中文关键词四旋翼无人机吊挂运输神经网络自适应控制预设性能

英文关键词 quadrotor suspension transport neural network adaptive control prescribed performance

基金项目江苏省科技计划专项资金港澳台科技合作项目(BZ2023057)资助.

作者	单位	E-mail
刘伟	南京航空航天大学自动化学院	wei-lau@nuaa.edu.cn
陈谋^*	南京航空航天大学自动化学院	chenmou@nuaa.edu.cn
花翔宇	南京航空航天大学自动化学院

中文摘要

针对双四旋翼协同吊挂系统存在未知干扰的轨迹跟踪控制问题, 本文提出了一种非线性自适应控制方法, 实现了四旋翼无人机的轨迹跟踪和负载的摆动抑制. 首先, 利用达朗贝尔原理建立未知扰动下的双四旋翼协同吊挂系统模型; 其次, 设计一种指定时间预设性能函数对四旋翼无人机的轨迹跟踪误差进行约束, 避免四旋翼无人机之间的碰撞; 然后, 构造一种新型辅助变量用于设计欠驱动系统的非线性控制器; 同时, 考虑到系统不确定和未知扰动的影响, 利用神经网络逼近系统不确定以及设计自适应调节律处理外部时变扰动, 以增强系统的鲁棒性, 通过Lyapunov稳定性分析证明了闭环系统的所有误差都是有界的; 最后, 利用室内的双四旋翼吊挂运输实验平台进行实验研究, 验证了该方法的有效性和实际可行性.

英文摘要

A nonlinear adaptive control method is proposed to solve the trajectory tracking control problem for a dual quadrotor cooperative suspension system with unknown disturbances, achieving trajectory tracking of quadrotor unmanned aerial vehicles (UAVs) and suppression of load swing. Firstly, using the D’Alembert principle, the model of the dual quadrotor cooperative suspension system under unknown disturbances is established. Secondly, an appoint-time prescribed performance function is designed to constrain the trajectory tracking error of the quadrotor UAVs, avoiding collision between the quadrotor UAVs.

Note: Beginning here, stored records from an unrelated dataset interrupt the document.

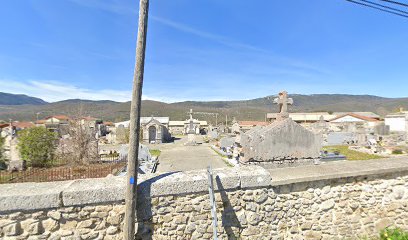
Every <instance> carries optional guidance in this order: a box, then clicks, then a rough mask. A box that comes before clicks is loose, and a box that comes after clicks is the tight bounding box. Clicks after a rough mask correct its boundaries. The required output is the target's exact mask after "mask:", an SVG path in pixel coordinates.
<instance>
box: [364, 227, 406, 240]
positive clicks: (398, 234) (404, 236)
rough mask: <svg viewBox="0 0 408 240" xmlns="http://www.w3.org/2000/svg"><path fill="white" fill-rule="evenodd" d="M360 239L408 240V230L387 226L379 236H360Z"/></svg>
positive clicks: (380, 239) (381, 239) (370, 239)
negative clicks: (407, 230) (372, 236)
mask: <svg viewBox="0 0 408 240" xmlns="http://www.w3.org/2000/svg"><path fill="white" fill-rule="evenodd" d="M359 239H360V240H408V232H407V231H404V230H402V229H400V228H386V229H384V230H381V232H380V234H379V236H378V237H371V238H369V237H360V238H359Z"/></svg>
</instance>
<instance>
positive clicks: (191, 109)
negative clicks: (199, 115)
mask: <svg viewBox="0 0 408 240" xmlns="http://www.w3.org/2000/svg"><path fill="white" fill-rule="evenodd" d="M189 114H190V121H191V120H193V109H190V112H189Z"/></svg>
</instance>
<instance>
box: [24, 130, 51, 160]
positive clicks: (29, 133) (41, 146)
mask: <svg viewBox="0 0 408 240" xmlns="http://www.w3.org/2000/svg"><path fill="white" fill-rule="evenodd" d="M18 136H19V138H18V139H19V142H18V148H19V151H20V155H21V158H22V159H23V160H25V161H27V162H28V163H31V166H33V167H49V166H51V165H52V161H53V160H54V154H55V148H56V142H57V139H58V138H57V134H56V133H54V132H50V131H48V130H47V129H46V128H44V127H35V128H29V129H25V130H23V131H20V132H19V133H18Z"/></svg>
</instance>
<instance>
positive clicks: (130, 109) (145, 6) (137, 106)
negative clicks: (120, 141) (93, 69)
mask: <svg viewBox="0 0 408 240" xmlns="http://www.w3.org/2000/svg"><path fill="white" fill-rule="evenodd" d="M148 12H149V0H140V7H139V27H138V33H137V47H136V64H135V71H134V76H133V91H132V103H131V109H130V135H129V155H128V166H127V178H126V179H127V188H126V212H125V229H124V239H125V240H133V239H135V222H136V200H137V170H138V168H139V161H138V154H139V133H140V108H141V105H142V87H143V73H144V62H145V52H146V35H147V20H148Z"/></svg>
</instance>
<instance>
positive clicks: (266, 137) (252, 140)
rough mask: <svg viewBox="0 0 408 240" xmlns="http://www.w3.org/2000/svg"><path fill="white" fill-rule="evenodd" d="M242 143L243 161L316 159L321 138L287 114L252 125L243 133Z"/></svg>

Subsequently, a novel auxiliary variable is constructed to design a nonlinear controller for the underactuated system. Additionally, a neural network is used to approximate system uncertainties and to design an adaptive law to handle external time-varying disturbances to enhance the robustness of the system. The boundedness of all errors in the closed-loop system is proven through Lyapunov stability analysis. Finally, an indoor dual quadrotor suspension transportation experimental platform is used to verify the effectiveness and practical feasibility of the proposed method.